1210.8064 (Parinya Karndumri)
Parinya Karndumri
We study critical points of F(4) gauged supergravity in six dimensions coupled to three vector multiplets. Scalar fields are described by $\mathbb{R}^+\times \frac{SO(4,3)}{SO(4)\times SO(3)}$ coset space, and the gauge group is given by $SO(3)_R\times SO(3)$ with SO(3)_R being the R-symmetry. We identify new non-supersymmetric critical points of the scalar potential. One of these new critical points is shown to be stable with all scalar masses are above the BF bound and should correspond to a new non-supersymmetric CFT in five dimensions. On the other hand, the maximally supersymmetric critical point with all scalars vanishing is dual to an SCFT$_5$ arising from a near horizon geometry of the D4-D8 brane system in type I' theory with a global symmetry $E_1\sim SU(2)$. We give a numerical RG flow solution interpolating between this SCFT and the new critical point. The flow describes a non-supersymmetric deformation driven by a relevant operator of dimension 3. We identify the dual operator with a mass term for hypermultiplet scalars in the dual field theory.

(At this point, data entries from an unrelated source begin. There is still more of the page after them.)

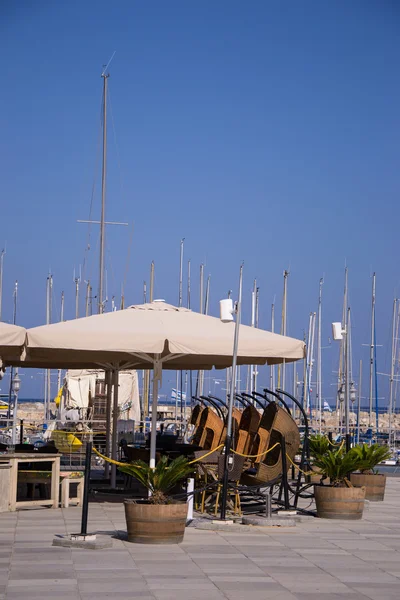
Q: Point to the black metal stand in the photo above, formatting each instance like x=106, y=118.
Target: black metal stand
x=85, y=503
x=225, y=482
x=285, y=484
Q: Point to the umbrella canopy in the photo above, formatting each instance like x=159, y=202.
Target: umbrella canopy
x=12, y=342
x=138, y=336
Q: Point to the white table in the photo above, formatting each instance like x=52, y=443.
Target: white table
x=14, y=460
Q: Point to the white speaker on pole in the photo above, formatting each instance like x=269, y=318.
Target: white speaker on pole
x=337, y=332
x=226, y=310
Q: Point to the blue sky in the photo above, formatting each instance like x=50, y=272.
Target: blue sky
x=265, y=132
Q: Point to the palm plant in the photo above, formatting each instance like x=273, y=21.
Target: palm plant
x=337, y=464
x=161, y=479
x=318, y=444
x=370, y=456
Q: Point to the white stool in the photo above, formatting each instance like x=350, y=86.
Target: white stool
x=66, y=480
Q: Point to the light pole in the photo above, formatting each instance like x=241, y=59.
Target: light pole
x=227, y=312
x=347, y=392
x=16, y=384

We also study a numerical solution for a non-supersymmetric RG flow in pure F(4) gauged supergravity whose critical points have been identified, previously. In this case, the flow involves only the six dimensional dilaton and describes a non-supersymmetric deformation of the five dimensional N=2 SCFT without any global symmetry by turning on a relevant operator of dimension 3 which can be identified with a hyper-scalar mass term. The two solutions provide examples of holographic RG flows in AdS$_6$/CFT$_5$ correspondence.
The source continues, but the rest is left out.